My favorite element is that CrossFit does not allow complacency or laziness. Sure, we all have been there when we weren't focused, were exhausted, sore as hell and gave a half-assed effort, but I'm pretty sure no one ever felt good about it afterwards. That's where the coaches and other members come into play to give you that extra boost of support. I love the accountability to myself, but also to others who right there with me working on their things, trying a little harder, and are dying in the workouts right beside me. I want to try hard for them as well. To me that's my inspiration, the other members and their goals and success that I get to witness. We are all working to improve, and an old score is just that: AN OLD SCORE! Sure, maybe I had a 3:38 Fran time two years ago, but I still have to hard work at it cause I'm no where near it now. Sure, I dead lifted 500lb recently, but it doesn't matter because I still have to work on the fundamentals to improve and grow in other ways. I love that no matter how good I get, CrossFit keeps me humble, grounded and never ahead of myself because I have so much to learn still. I really embrace the mantra "Better Than Yesterday" because it doesn't allow me to be defined by yesterday's work, score or accomplishment. It gives me something to strive for everyday. There's still so many things I suck at and 2017 is the year I attack them all with a vengeance. I have the mentality that one must "Respect the Weight." The weight of a 135lb barbell, will never change. It's always going to be 135lb and heavy. The only change is me, my effort, my mental state and skill set to handle that 135lb the right way. Respect.

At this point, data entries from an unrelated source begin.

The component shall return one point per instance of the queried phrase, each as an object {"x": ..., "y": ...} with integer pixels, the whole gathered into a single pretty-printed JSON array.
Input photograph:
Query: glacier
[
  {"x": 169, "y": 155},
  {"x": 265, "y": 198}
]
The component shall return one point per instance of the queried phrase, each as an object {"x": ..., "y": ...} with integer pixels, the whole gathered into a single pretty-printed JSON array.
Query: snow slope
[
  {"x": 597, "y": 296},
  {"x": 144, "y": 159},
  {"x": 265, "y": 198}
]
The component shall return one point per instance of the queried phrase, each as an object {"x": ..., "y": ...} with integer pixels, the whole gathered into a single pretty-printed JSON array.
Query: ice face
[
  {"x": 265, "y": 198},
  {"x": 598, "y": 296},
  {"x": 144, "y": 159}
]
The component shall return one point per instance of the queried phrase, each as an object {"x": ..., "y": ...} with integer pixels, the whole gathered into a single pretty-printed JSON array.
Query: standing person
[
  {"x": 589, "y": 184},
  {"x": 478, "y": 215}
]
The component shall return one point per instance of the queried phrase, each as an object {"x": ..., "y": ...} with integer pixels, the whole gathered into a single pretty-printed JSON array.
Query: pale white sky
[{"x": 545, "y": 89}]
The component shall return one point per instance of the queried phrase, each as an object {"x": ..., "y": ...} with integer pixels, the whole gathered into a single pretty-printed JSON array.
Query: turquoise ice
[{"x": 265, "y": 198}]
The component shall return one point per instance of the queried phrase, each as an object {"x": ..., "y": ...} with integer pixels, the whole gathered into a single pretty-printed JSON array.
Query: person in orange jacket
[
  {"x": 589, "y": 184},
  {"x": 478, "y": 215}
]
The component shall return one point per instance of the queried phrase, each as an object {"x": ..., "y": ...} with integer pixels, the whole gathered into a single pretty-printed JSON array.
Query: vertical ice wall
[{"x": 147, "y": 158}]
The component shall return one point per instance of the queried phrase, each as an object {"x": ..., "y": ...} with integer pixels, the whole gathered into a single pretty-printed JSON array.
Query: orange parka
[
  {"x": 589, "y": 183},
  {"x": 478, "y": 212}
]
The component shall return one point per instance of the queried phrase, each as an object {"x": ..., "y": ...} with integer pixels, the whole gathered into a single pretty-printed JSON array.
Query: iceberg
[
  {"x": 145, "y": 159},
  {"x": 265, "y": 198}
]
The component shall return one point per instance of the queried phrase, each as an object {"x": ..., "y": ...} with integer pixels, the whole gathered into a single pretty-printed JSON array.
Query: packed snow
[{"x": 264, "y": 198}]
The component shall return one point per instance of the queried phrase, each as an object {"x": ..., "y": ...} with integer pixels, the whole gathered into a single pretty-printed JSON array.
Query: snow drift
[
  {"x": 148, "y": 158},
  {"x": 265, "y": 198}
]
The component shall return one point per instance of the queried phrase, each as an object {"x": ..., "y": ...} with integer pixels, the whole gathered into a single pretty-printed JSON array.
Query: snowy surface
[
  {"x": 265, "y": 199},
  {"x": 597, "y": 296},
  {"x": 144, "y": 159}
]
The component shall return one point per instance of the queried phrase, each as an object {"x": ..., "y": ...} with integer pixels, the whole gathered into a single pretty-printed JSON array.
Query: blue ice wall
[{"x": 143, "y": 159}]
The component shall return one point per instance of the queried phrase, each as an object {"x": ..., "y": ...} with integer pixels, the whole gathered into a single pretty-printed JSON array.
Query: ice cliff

There's no excuses in CrossFit. (aside from being smart due to injury and listening to body)--there's no excuse. Come in, do your best. Hit repeat. To me CrossFit is about finding yourself through these hard workouts, lifts and putting in effort in training, learning and adapting to new techniques to improve not just in the gym, but in life. In a weird way, I guess you could say that I found myself in CrossFit.
Thank you everyone for the support over the years. I appreciate it. It is an honor to be chosen for this month.